Stratford grain store expands market opportunities
Arable farmers across the West and Central Midlands have been given a boost ahead of harvest after the 27,000 tonne grain store at Stratford-upon-Avon operated by Arable Crop Storage (ACS) had its application to merge with a store in Cambridgeshire approved by the UK Financial Services Authority.
Following a review of the business in 2010 the board of directors at ACS concluded that a merger would be the best way for it to deliver the level of service and market access needed by members.
With ACS already part of the OpenfieldNetwork of stores the decision was taken to approach Camgrain, a fellow member of the Network and the UK's largest farmer-owned central storage business, to consider how a merger could unlock value for members.
The Stratford Advanced Processing Centre (Stratford APC), as it is now known, has become the fourth site in the Camgrain operation sitting strategically alongside two stores in Cambridgeshire and a new 70,000-tonne facility at Kettering, Northamptonshire that will be operational for harvest 2012.
The merger, which was completed in mid-May, will secure access to more valuable markets meaning growers across the region can invest in their businesses with greater confidence.
The merger of ACS with Camgrain is a significant step in the continued development of the OpenfieldNetwork, the central store alliance that covers England and Scotland.
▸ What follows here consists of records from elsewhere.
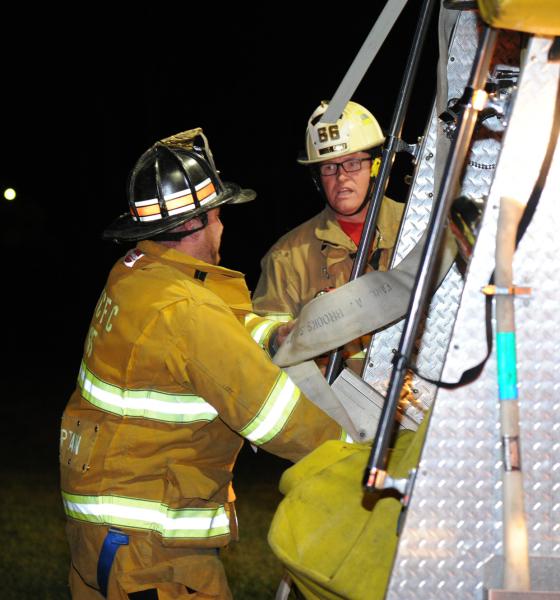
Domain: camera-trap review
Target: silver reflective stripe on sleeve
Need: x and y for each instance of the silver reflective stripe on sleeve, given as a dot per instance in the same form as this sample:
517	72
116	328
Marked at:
146	404
195	523
274	413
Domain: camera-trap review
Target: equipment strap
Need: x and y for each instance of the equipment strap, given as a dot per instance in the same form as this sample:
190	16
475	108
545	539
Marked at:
363	60
364	305
113	540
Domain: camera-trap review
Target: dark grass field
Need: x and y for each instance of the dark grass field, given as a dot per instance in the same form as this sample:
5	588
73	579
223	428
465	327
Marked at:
34	555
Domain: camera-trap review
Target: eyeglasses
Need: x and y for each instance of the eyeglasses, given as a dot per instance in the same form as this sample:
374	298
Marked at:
350	166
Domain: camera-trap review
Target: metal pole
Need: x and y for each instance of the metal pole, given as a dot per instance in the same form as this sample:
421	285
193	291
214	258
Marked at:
474	100
389	149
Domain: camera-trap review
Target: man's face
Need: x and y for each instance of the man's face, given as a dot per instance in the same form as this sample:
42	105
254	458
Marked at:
345	192
211	237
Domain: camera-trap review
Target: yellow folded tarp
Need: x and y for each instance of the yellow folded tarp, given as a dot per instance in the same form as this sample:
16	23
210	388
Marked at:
541	17
334	541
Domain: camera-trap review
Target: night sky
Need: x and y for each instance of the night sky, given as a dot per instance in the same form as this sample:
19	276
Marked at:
80	110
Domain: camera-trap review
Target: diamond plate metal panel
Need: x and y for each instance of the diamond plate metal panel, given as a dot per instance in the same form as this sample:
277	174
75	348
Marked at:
440	316
454	522
433	344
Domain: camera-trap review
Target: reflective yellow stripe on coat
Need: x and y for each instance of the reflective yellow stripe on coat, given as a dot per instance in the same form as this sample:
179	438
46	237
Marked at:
194	523
147	404
274	413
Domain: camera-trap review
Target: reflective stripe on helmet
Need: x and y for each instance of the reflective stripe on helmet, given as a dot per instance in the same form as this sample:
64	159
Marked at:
176	203
194	523
146	404
274	413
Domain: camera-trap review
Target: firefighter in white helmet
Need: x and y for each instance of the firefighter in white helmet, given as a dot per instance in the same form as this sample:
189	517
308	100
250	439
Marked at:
170	384
317	256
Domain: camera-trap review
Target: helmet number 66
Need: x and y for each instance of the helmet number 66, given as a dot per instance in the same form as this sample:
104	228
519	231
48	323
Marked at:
328	133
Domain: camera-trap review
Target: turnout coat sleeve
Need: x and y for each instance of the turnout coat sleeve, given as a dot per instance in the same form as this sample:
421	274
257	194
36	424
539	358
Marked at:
223	364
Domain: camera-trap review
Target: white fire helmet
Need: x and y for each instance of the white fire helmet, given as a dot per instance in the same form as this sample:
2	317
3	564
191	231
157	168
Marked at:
355	130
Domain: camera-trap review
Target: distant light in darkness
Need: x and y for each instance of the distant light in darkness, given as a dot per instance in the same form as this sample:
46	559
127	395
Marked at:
9	194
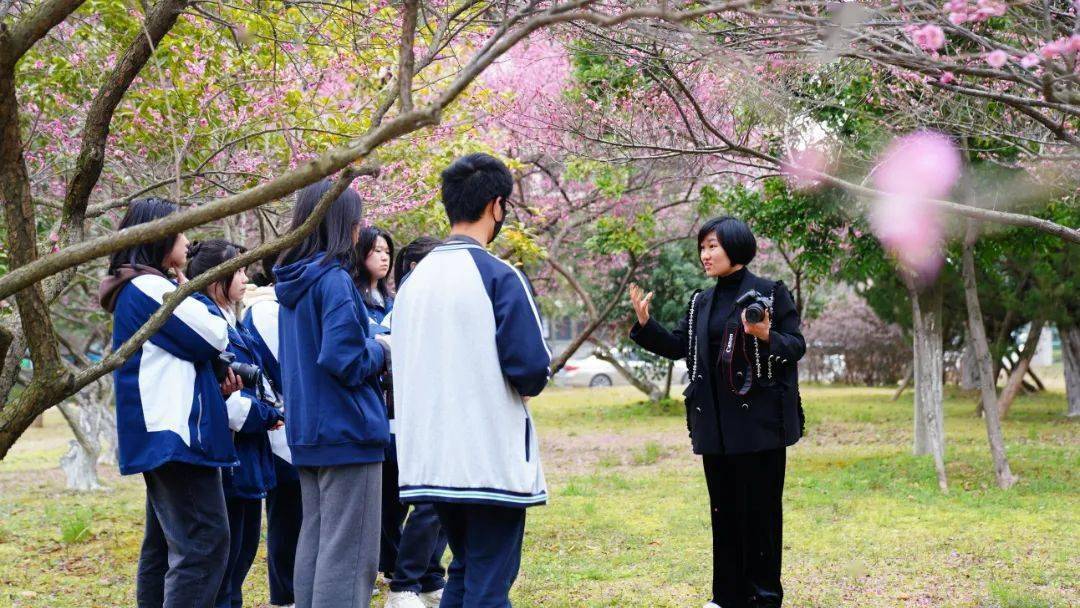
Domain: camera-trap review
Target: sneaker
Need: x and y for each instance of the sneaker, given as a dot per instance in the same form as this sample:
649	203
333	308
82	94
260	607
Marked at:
432	598
404	599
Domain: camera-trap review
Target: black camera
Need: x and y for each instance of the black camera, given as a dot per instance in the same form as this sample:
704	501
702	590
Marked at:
250	374
756	306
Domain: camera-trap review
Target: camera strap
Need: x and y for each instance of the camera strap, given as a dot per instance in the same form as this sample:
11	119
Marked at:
733	337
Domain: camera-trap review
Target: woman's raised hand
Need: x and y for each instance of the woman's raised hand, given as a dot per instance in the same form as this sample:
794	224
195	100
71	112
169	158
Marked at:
640	301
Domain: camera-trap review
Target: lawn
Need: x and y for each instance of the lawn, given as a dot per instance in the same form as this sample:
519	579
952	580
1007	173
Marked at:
626	525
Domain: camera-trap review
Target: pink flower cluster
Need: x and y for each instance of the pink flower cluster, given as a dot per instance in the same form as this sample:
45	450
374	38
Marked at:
1061	48
914	170
963	11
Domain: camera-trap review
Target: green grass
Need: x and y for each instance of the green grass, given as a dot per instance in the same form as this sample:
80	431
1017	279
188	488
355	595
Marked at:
628	525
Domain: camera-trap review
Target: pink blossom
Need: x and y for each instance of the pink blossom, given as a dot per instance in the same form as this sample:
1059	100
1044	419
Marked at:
997	58
914	170
922	164
1055	49
929	37
805	166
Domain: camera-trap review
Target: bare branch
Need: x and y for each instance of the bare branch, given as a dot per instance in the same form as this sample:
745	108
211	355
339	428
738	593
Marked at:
116	359
406	59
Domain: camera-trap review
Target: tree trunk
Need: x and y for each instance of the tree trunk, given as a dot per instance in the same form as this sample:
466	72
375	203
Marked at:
1070	356
1015	381
969	368
986	383
928	367
94	427
903	386
667	382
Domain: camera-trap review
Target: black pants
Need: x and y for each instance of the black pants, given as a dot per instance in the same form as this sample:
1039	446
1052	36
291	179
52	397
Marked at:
745	492
413	543
284	514
486	542
186	545
245	529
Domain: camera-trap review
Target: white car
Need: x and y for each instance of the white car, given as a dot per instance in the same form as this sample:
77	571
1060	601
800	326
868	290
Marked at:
593	372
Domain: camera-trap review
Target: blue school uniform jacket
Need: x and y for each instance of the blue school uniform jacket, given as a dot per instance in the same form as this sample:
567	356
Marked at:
260	322
377	315
329	367
250	418
468	347
169	404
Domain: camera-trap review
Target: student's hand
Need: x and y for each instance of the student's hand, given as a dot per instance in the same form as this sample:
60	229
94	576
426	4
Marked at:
759	330
385	340
231	383
640	301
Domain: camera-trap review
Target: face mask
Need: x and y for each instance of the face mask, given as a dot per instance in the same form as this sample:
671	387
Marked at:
498	225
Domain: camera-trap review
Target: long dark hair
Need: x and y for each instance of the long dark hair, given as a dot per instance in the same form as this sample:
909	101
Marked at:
368	238
334	234
204	255
150	254
412	254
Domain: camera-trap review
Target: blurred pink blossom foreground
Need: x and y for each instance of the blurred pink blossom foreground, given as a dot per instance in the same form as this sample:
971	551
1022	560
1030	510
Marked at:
910	172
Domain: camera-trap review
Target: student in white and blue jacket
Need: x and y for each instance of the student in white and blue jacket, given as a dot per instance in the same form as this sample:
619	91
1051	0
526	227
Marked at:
469	351
413	543
337	422
172	423
284	512
251	416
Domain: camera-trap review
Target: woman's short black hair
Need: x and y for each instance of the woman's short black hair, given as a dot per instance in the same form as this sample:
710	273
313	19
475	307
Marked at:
334	234
412	254
471	183
368	238
151	254
265	274
204	255
734	237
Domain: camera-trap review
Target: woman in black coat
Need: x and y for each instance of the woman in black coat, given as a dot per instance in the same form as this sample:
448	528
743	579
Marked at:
743	406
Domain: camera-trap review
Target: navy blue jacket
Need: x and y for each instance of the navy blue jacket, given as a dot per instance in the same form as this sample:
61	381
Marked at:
329	367
169	402
250	418
260	323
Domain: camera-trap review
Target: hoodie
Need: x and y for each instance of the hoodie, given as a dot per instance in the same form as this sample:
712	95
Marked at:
169	404
250	418
469	346
329	367
260	323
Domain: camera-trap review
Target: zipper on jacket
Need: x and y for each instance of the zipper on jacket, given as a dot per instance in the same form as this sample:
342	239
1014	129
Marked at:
199	422
527	438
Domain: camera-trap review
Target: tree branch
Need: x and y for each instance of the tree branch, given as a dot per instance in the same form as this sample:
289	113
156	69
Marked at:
115	360
405	55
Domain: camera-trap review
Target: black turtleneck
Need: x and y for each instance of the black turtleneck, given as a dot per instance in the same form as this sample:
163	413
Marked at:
724	301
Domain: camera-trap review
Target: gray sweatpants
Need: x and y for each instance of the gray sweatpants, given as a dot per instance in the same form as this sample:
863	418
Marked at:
337	555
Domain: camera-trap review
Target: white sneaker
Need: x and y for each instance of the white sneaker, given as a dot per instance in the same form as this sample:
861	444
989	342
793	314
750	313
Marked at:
404	599
432	598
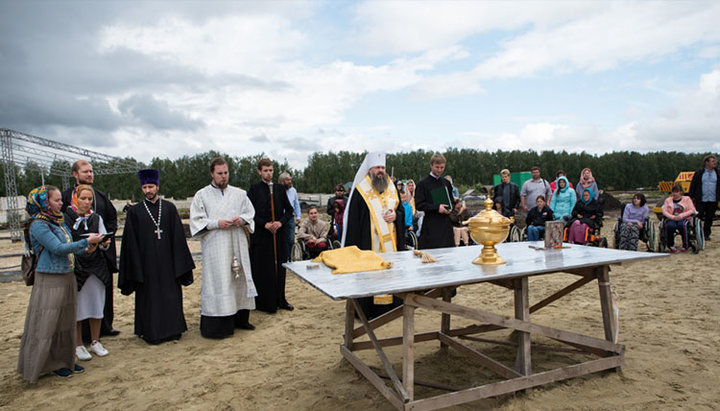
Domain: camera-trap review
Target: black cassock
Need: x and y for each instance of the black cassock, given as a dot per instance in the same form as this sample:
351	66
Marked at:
270	287
358	233
103	207
436	231
155	269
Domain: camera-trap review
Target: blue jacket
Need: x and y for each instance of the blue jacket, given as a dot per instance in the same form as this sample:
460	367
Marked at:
54	256
563	200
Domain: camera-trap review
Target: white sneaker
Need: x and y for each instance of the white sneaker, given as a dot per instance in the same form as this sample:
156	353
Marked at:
82	353
98	349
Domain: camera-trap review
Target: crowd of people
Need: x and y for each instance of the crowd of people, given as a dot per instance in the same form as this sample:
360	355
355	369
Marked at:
246	236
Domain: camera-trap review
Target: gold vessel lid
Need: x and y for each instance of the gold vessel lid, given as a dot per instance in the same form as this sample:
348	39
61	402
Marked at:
488	217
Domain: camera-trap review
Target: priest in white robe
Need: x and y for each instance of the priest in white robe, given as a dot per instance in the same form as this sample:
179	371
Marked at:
220	216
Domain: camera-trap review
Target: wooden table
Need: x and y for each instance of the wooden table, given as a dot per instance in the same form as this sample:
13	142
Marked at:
430	286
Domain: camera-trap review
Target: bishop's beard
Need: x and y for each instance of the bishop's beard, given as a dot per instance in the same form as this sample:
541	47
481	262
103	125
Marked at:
379	183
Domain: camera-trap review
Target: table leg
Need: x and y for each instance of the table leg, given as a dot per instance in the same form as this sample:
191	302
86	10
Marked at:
349	324
522	312
445	319
409	350
603	276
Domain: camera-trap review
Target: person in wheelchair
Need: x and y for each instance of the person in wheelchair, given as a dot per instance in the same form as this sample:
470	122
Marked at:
586	218
677	212
313	232
634	219
537	217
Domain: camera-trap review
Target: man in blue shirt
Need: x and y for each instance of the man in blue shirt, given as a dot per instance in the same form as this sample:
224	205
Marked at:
705	192
286	180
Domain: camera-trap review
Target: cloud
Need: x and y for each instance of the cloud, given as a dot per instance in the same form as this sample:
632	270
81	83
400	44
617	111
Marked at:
156	113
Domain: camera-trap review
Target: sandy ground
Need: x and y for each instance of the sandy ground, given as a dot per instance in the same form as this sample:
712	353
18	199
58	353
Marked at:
669	323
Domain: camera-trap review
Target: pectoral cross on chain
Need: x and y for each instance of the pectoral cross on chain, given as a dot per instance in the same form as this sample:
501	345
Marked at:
157	231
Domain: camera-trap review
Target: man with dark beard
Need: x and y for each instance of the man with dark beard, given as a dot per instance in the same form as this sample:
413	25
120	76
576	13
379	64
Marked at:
83	173
286	180
268	248
154	262
374	220
434	197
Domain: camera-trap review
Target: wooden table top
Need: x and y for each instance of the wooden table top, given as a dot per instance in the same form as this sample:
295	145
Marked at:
455	267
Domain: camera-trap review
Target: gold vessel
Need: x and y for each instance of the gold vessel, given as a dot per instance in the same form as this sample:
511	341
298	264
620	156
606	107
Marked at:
488	228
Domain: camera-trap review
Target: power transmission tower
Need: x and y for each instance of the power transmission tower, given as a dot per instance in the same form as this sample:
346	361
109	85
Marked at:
21	149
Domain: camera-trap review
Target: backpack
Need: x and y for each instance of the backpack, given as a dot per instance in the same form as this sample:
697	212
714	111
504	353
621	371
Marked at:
29	260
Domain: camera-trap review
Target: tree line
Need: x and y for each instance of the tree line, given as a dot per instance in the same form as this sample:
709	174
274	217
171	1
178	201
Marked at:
469	168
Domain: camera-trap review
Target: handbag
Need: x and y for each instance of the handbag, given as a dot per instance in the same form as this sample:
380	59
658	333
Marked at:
28	265
28	261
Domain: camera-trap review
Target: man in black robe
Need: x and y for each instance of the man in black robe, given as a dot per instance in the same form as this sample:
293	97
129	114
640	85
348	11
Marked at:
268	245
358	222
154	262
83	173
434	197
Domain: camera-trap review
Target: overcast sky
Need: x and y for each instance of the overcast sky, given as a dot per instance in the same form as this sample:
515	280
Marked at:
287	78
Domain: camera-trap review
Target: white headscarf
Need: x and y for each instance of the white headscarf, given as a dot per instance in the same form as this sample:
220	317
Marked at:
373	159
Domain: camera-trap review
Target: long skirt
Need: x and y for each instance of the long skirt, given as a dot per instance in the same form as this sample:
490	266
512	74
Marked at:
91	299
48	340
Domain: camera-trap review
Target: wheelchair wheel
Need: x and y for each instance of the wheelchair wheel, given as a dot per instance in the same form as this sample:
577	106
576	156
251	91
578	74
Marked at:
699	234
514	235
652	242
662	242
297	252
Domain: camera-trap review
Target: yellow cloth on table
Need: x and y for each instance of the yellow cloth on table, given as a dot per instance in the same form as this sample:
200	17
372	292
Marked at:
352	260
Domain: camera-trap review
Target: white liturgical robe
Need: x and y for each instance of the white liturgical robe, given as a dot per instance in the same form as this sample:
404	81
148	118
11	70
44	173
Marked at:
222	294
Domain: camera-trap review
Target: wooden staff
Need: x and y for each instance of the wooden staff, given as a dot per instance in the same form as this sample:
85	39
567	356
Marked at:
272	217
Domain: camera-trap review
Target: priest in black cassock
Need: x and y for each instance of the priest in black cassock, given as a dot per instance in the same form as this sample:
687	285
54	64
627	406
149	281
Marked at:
433	196
374	220
268	245
154	262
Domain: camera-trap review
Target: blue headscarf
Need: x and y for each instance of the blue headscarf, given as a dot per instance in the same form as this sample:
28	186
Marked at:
582	197
557	184
38	206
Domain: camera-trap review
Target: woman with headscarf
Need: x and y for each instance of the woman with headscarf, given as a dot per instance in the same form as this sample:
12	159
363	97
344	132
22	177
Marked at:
587	181
585	217
91	270
48	340
563	200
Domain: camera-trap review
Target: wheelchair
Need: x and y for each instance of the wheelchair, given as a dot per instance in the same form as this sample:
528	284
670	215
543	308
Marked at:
594	237
696	236
648	233
411	242
299	250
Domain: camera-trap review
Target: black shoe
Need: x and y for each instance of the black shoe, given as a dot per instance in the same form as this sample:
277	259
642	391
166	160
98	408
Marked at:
267	311
109	333
286	306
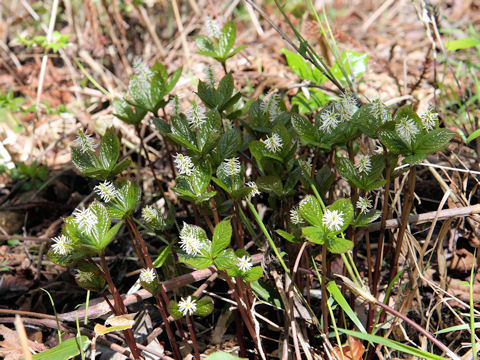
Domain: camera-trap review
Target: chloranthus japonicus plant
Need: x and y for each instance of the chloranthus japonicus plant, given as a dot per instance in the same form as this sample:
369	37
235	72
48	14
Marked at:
230	156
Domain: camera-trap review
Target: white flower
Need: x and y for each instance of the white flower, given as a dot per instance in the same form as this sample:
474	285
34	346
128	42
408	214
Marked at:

Expansion this year of 14% before the recent merger is delivering value for growers and the consumer customers they supply.
Once exploratory discussions were concluded last spring Camgrain were invited to manage the store for harvest 2011. The 63 ACS farmer members, covering an area from Buckinghamshire to Worcestershire and the Cotswolds, noticed an immediate improvement in the level of member service.
One of the first steps in harvest 2011 was to extend opening hours to 24-hours a day, seven days a week to enable more efficient movement of grain from farm during the peak of harvest, says director Jo Robinson, who farms at Brackley, Northants.
"With modern combine harvesters capable of clearing 300 tonnes or more of wheat a day, our members required a level of service that reflected their needs. The programmes we have initiated since working with Camgrain have supported that," he says.
While the improved service was greatly welcomed an additional benefit to members has come from improved access to markets. "A major attraction of Camgrain as a partner was its reputation for delivering quality grain to end-user specifications which has enabled it to secure contracts for its members with high guaranteed premiums," says Jo Robinson.
For organic growers the Stratford APC will be registered to handle crops from harvest 2012 onwards, offering a valuable facility in close proximity to both growers and primary processors of organic crops.
With access to other stores in the Camgrain network, crops such as malting barley, used to make beer and whisky, can be moved directly to the store closest to the point of use which helps improve efficiency levels across the supply chain.
"Before the merger malting barley was a crop beyond me as I wasn't able to store it in the manner necessary to retain quality and secure the full premium. Now, my malting barley is moved directly to Camgrain's specialist Malting Barley store at Linton, Cambridgeshire, located on the doorstep of England's malting industry, where it captures its full potential value", he says.
"When you look at how the supply chain is evolving and how end-users are focusing investment activity on producing finished goods, rather than on commodity storage Camgrain recognised that to protect our routes to market we needed to develop a model that moved us up the supply chain and brought us closer to the customer."
"The Midlands is home to some of the biggest names in baking and flour milling and the investment we have managed to secure following the merger will ensure we are able to upgrade facilities and deliver the raw product as demanded by the end-user. This will ensure we are able to satisfy those markets for quality grain on our doorstep," he adds.
While the opportunity to secure top premiums from the market is likely to stimulate interest in both existing and future members, Jo Robinson stated that by merging with Camgrain the membership of ACS, now Camgrain members, enjoy a greatly improved level of protection from both weather and crop price volatility.
"The weather is a farmer's greatest foe and many decent crops have been ruined by a wet harvest. The guarantee that a member can harvest his crop, even at higher than average moistures, in order to secure grain at optimum field quality and then have the cereal moved within 24 hours to a high capacity processing facility to stabilise and dress the crop to best advantage is key to success in modern markets. It is the way to secure market premiums and creates a win-win situation with our key customers.
"This is more than just off-farm storage; it is a dynamic marketing and storage arrangement that reduces the risk to the farmer while capturing more value from the supply chain for UK farmers," he concludes.